According to the Social Security Administration you can receive a pension and work at the same time. The catch is that if you’re under full retirement age and earn more than certain amounts, your benefits will be reduced, but never really lost.
This is how it works.
If you decide to work and receive retirement benefits, the benefit will be reduced now, but increased at full retirement age to account for benefits withheld from past earnings. The SSA notes that spouses and survivors who receive benefits because they have minor or disabled children in their care would not receive the increased benefit at full retirement age if benefits were withheld for work.

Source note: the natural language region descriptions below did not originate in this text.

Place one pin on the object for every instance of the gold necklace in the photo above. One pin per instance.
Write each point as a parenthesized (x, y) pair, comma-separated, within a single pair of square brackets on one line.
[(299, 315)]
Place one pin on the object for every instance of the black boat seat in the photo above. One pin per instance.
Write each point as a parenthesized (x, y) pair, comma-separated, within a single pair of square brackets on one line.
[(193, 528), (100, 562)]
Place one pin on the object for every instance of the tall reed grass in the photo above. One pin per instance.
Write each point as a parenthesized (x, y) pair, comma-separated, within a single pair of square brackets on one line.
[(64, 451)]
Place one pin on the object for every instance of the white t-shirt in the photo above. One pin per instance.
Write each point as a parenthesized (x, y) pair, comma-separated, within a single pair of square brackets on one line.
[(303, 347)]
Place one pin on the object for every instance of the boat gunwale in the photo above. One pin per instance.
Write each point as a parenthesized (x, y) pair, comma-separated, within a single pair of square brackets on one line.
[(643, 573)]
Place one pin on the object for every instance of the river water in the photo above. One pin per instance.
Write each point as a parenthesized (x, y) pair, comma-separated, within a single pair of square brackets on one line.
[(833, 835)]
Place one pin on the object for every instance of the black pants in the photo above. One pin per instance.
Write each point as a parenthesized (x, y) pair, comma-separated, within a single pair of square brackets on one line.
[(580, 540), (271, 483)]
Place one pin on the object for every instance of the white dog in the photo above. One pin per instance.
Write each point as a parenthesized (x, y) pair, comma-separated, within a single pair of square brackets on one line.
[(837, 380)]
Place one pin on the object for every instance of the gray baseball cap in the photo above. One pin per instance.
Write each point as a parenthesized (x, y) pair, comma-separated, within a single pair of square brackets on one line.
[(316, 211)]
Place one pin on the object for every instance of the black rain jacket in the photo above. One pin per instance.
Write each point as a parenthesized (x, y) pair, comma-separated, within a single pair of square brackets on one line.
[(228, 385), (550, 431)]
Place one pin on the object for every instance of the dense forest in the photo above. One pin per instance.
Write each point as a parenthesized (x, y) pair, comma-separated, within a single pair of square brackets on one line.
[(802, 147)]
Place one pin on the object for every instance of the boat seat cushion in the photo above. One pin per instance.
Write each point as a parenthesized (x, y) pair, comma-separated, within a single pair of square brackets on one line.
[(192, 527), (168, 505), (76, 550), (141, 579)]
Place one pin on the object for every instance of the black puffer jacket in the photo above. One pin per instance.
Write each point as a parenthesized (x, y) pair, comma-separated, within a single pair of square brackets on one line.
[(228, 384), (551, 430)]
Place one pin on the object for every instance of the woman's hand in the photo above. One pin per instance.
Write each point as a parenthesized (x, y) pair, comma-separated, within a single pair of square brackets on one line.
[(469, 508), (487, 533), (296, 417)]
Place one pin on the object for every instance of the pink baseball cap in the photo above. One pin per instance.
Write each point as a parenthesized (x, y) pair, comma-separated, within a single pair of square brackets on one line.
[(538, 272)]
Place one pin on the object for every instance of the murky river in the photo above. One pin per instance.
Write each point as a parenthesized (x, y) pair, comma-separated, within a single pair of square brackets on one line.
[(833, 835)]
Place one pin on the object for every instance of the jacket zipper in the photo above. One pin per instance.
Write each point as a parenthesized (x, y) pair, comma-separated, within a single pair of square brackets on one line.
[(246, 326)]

If you were born between January 2, 1959 and January 1, 1960, your full retirement age for pension insurance is 66 and 10 months. If you work and are of full retirement age or older, you can keep all of your benefits regardless of how much you earn.
If you are under full retirement age, there is a limit to how much you can earn and still receive full Social Security benefits. If you are under full retirement age throughout 2021, the SSA will deduct $1 from your benefit for every $2 you earn over $18,960.
If you reach full retirement age in 2021, until the month you reach full retirement age, the SSA will deduct $1 from your benefit for every $3 you earn above $50,520.
How income is counted
If you work for someone else, only your wages count towards the social security income limits. If you are self-employed, only your net income from self-employment is included.
For the income limit, the SSA does not count income such as other government benefits, investment income, pensions, annuities and capital gains.
An employee’s contribution to a pension or pension plan is included, but only if the contribution amount is included in the employee’s gross salary.
To learn: How much can the average elderly person expect to benefit from Social Security?
Increase in social security: Will it accelerate benefit depletion?
If you work for wages, income is generally counted when it is earned, not when it is paid. If you earned income in one year, but the payment was made the following year, it is important to note that the may not be counted as income for the year you receive it.